If you want a future, you must build it. Therein lies a problem. Many people spend too much of their energy lamenting their predicament, claiming the future is not going to be better, or arguing that even if it could be better, it will happen somewhere else. Those folks are declaring defeat before they even try. That attitude sabotages success and kills communities. The world is changing dramatically and communities must be prepared to take advantage of the opportunities those changes will present. 

You need to be creative and bold. Frankly, your community needs to rediscover a little of that risk-taking attitude displayed by our forebears who built our communities in the first place. You have all the tools and resources you need, and far more than they had. You just need to get up, dust off your doubts, and realize your community is worth saving. A strong community means your families can take care of themselves and each other, and that is the foundation on which we built a strong nation.

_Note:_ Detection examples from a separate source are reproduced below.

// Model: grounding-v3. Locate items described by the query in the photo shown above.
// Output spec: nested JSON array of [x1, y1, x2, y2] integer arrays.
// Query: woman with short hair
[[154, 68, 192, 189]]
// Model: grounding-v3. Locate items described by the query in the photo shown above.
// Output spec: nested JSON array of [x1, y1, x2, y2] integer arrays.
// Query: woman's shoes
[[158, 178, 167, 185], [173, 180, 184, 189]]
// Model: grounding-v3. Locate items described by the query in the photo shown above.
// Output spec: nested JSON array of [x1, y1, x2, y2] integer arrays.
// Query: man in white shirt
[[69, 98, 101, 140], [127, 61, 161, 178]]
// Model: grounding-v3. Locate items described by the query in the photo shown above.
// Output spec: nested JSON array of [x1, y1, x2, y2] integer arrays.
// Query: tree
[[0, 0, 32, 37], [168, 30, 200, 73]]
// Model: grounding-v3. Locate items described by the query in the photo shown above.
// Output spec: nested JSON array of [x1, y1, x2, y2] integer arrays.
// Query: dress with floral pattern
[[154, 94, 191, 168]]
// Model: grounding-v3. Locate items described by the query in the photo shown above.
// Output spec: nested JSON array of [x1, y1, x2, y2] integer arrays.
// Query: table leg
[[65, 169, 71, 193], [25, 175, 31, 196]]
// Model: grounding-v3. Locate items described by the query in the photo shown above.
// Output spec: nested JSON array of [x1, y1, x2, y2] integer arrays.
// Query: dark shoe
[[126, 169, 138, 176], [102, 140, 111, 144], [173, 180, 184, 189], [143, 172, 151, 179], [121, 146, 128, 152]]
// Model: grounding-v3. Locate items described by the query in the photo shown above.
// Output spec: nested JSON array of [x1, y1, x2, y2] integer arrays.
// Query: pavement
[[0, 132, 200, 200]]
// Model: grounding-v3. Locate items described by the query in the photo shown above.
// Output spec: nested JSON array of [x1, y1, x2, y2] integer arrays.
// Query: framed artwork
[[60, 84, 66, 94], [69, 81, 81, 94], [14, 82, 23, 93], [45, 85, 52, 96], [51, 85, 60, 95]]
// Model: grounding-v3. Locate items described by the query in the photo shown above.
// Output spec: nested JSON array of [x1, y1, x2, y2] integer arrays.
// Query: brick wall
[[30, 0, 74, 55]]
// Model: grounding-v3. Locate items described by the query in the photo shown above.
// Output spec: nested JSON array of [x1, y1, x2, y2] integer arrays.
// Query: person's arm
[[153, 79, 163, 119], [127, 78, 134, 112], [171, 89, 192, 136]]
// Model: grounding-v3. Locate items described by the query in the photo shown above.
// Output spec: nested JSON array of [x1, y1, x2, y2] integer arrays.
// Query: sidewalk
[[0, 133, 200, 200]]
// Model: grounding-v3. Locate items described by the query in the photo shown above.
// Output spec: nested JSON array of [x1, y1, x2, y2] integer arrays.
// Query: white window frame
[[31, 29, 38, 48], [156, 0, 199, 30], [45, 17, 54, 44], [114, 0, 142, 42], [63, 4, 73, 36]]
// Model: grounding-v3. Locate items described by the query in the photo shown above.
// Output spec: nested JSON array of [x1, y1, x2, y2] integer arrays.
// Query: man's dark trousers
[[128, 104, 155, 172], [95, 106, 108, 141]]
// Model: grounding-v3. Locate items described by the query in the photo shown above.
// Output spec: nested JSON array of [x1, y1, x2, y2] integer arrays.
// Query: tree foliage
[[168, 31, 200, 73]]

Often, we think everything will be okay if we can just get the mine or the mill to reopen. It probably would be fine, at least until it closes again. Your community is not dead because the mill or mine, or another major employer, shuttered. itself. It is not dead because the chamber of commerce closed its doors, or because a volunteer organization folded, or because the playground equipment is old. At least, it isn’t dead until you give up and stop looking to the future and new opportunities.

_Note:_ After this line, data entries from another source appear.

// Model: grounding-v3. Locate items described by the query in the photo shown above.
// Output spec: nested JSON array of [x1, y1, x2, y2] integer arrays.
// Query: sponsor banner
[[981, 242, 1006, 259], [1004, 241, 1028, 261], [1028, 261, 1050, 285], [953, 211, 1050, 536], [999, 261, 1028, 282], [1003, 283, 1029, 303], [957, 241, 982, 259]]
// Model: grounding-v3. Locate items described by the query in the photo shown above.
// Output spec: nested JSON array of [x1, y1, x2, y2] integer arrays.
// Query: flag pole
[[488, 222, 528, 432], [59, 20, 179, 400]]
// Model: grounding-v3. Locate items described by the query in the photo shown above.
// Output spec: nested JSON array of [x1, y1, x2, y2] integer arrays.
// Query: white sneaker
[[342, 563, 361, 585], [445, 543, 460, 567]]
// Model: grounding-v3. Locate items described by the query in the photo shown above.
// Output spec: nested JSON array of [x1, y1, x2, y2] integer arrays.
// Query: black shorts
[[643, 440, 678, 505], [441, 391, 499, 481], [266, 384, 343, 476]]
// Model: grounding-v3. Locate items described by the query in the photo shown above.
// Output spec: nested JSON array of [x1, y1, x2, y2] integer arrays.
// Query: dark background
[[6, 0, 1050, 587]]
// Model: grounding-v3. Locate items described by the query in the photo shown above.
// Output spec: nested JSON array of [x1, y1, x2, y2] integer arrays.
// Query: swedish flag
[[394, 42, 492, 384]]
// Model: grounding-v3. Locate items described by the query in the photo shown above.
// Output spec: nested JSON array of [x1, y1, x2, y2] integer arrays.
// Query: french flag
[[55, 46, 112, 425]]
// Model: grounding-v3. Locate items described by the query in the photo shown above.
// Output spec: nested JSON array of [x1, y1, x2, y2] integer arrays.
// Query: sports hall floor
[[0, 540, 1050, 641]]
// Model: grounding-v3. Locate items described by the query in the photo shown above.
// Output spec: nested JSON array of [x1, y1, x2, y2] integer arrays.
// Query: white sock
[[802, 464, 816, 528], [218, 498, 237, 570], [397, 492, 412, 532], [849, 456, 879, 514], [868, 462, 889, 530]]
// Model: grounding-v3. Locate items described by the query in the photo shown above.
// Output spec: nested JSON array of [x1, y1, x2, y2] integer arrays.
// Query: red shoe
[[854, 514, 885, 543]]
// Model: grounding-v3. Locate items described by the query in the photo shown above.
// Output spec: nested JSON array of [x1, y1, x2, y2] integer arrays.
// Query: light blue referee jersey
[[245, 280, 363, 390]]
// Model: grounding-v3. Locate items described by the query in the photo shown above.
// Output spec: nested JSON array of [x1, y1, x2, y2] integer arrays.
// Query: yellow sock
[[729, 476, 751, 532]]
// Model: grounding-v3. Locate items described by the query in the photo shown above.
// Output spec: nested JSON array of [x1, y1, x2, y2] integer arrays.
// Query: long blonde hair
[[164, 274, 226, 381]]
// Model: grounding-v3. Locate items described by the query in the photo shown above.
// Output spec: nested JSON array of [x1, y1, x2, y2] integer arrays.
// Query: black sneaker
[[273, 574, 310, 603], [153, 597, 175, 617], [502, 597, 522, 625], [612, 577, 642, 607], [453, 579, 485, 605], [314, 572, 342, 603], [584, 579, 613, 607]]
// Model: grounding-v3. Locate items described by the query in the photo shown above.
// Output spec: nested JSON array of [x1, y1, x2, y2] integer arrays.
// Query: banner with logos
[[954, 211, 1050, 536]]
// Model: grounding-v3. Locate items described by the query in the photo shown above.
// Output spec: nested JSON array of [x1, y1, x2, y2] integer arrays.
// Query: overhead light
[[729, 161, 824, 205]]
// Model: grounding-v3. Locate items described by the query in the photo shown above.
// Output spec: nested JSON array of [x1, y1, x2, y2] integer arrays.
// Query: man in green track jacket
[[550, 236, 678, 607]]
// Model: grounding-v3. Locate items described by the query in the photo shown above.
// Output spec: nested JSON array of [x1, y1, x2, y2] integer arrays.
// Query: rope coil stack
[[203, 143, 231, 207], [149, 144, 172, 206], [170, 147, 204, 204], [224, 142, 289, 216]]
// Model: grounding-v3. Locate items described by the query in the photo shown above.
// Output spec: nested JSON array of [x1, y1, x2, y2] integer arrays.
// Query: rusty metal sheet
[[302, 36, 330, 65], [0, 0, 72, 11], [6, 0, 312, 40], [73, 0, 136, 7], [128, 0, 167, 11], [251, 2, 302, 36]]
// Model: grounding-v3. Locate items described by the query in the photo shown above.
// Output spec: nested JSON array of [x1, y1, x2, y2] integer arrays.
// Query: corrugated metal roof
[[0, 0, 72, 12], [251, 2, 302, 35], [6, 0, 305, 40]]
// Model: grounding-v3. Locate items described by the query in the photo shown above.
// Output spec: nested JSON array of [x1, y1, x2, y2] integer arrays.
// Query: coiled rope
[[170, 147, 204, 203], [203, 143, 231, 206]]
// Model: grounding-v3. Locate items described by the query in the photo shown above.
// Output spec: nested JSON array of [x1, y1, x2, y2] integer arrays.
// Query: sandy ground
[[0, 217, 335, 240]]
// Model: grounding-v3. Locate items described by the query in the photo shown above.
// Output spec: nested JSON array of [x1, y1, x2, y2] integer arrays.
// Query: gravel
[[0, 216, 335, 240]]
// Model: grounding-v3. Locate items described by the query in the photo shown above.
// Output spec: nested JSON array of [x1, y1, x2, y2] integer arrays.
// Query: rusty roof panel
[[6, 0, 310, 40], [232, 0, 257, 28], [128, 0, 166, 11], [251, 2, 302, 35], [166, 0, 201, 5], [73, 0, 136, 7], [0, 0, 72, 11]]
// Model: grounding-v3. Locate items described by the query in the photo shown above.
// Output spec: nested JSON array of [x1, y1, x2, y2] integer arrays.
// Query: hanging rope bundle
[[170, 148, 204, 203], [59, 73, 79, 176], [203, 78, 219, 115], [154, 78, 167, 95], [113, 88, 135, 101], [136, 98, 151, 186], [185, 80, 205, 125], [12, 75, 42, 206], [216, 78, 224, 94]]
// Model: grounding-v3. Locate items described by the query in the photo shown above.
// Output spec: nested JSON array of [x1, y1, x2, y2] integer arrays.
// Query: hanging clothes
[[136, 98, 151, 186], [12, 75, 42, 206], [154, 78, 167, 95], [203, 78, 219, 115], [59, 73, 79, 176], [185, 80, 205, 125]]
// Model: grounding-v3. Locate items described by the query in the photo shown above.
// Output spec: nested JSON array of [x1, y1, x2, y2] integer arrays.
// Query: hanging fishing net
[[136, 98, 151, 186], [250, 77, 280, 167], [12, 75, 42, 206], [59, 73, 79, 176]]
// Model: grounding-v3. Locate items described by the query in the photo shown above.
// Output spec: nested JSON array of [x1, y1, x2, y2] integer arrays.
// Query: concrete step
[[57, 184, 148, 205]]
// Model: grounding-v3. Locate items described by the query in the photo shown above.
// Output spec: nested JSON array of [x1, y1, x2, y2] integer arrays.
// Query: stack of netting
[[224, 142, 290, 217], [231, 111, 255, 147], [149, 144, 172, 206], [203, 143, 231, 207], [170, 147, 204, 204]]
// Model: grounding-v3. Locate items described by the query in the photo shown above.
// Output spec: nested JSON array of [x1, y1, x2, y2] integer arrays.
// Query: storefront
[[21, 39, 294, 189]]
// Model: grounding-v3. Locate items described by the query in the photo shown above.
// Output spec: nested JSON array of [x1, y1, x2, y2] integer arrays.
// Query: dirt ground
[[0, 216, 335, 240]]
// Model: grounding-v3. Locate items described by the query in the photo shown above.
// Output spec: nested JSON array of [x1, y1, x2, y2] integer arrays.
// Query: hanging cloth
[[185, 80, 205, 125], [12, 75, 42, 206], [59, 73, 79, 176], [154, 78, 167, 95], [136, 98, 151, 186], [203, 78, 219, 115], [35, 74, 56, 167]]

Looking to the future means acting today. That means letting go of outdated priorities but it does not mean abandoning everything from our past. We need to hold on to our community’s history, culture and sense of identity. We can start by helping our local newspapers survive. A recent example is the never-say-die attitude of Southern Alberta Newspapers. In April, as more and more community newspapers across Canada closed, the southern Alberta newspapers group established a $1.9-million Community Marketing Grant program to help local businesses weather the COVID-19 pandemic. The group set up the fund to provide matching dollar-for-dollar grants to business owners to advertise in local newspapers, thereby helping both newspapers and businesses.

Rural communities and local newspapers have a lot in common, often being dismissed as relics of the past with questionable futures. But they can survive and flourish through a combination of hard work, innovation and a refusal to accept the status quo.